Я рассортировал все работы по годам, начиная с восьмилетнего возраста. Получилось что-то похожее на домашнюю выставку. Только выставка эта не развешана по стенам, а лежит на полу, на рояле, на диване и стульях. Каждый набросок и каждый этюд вызывает почти мускульные воспоминания. Оказывается, я помню, как долго не выходило соотношение желтого платка и розовой коленки натурщицы. Помню, как не хотела отделиться коричневая стена фона от таких же коричневых волос затылка, как не хватило зеленых красок для солнечных зайчиков на траве, как трудно было соединить горизонталь мелкой ряби на реке с вертикальными линиями отражений.

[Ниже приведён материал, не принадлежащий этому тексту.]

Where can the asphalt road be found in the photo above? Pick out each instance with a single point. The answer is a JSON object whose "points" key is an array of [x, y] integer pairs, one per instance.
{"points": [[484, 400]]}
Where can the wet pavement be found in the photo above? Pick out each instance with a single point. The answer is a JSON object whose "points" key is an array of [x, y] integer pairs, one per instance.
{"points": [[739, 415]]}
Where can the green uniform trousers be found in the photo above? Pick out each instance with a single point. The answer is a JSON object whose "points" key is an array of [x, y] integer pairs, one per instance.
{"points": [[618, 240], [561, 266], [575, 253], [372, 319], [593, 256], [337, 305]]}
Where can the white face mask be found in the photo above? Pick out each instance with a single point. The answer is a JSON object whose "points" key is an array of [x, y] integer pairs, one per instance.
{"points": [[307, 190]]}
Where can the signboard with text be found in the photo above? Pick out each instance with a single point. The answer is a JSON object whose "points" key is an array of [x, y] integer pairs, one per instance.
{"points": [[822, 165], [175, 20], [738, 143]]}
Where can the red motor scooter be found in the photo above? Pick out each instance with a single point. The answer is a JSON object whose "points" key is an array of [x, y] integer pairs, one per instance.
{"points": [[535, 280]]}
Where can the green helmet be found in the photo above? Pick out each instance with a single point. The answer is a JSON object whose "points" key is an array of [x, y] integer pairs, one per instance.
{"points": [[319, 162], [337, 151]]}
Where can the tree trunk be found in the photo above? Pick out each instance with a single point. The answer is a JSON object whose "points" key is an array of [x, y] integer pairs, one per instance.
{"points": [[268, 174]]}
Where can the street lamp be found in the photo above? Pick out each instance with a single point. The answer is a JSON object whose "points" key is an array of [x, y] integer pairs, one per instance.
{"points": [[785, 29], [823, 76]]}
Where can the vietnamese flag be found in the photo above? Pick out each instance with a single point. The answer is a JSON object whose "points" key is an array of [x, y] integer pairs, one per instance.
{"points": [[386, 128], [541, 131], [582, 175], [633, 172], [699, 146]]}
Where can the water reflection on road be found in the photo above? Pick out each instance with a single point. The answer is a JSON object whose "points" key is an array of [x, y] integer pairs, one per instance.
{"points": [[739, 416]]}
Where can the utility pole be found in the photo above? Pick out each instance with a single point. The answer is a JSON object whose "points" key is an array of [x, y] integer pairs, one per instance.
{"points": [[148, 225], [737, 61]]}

Помню упругость широкой кисти и ощущение радости от положенного на холст мазка. Не вообще мазка, а именно вот от этого, лежащего в ямочке между ключицами.

Помню рождение этого мазка на палитре: охра телесная, кобальт светлый, белила и чуть-чуть крапп лака фиолетового, похожего на прозрачное фруктовое желе.

Ожившие годы

Вместе с воспоминаниями о самом процессе работы по какому-то условному рефлексу возникли и пространство, и время, и люди, и даже запахи.

Вот на маленьком холсте неумело и жидко изображены лодка, песок, море и сосна. Сзади рукой моей матери написано: «1910».

Значит, мне было девять лет. Почти семь десятков лет отделяет меня от этого дня, а я хорошо помню, как дул ветер, пахло черникой и мелкий дождь прогнал меня с балкона белого домика, стоявшего на Рижском взморье.

А вот другая дата – 1914. На таком же маленьком холсте, но уже густыми красками, написана дорожка в лесу.

И этот день помню. Было очень жарко. Я сидел на вылезшем из земли толстом горбатом корне и писал сосновый лес Таган около имения князей Волконских под Москвой, там, где теперь Дом отдыха архитекторов. Этюдник все время сползал с колен. Медная баночка с льняным маслом опрокинулась в рыжую сухую хвою и облила муравья. Я его долго спасал, вытаскивая палочкой. Помню, как подошел монах из соседнего монастыря Екатерининской пустыни и целый час стоял в своей пыльной черной рясе и смотрел, как я рисую. Это было приятно, потому что картинка мне нравилась. Я считал, что она получилась ничуть не хуже, чем «Последний луч» в книжке о Левитане, которую мне незадолго до этого подарила мама.

Альбом 1916/1917 года. На первой странице первый набросок с обнаженной натуры. Хорошо помню, что было это в субботу. В студии Хотулева у Красных ворот, куда я поступил, будучи еще учеником реального училища, по субботам был час набросков. Приходила натурщица.

Я очень боялся этой первой субботы. Мне казалось, что этот день будет целым событием. Первый раз в жизни я близко увижу совсем голую женщину, то есть что-то очень тайное, неприличное и стыдное.

Натурщица вышла из-за ширмы, завернувшись в большой платок. Прошла босая по полу, вскочила на невысокий станок. Сбросила платок на табуретку.

И никакого события не произошло. В обнаженной женщине не оказалось ничего неприличного. Да это и понятно. Обнаженность может быть неприличной только в какой-то ситуации, а тут ситуация простая – надо учиться рисовать.

Рядом с альбомом набросков лежат содранные с подрамников огромные холсты. Это мои студенческие работы.

Большой портрет девушки в русском костюме. Охристое лицо, рука с голубыми отсветами, красная лента, коричневая юбка. Помню, что Архипов похвалил меня за эту работу, а я очень обрадовался и удивился.

Вертикальный холст. Обнаженная женская фигура. Очень белое, жемчужное тело и ярко-рыжие волосы. Это одна из наших постоянных натурщиц. Из-за нее всегда происходили споры между мастерскими. И Машков, и Осмеркин, и Кончаловский, и Малютин – все хотели заполучить ее в свою мастерскую.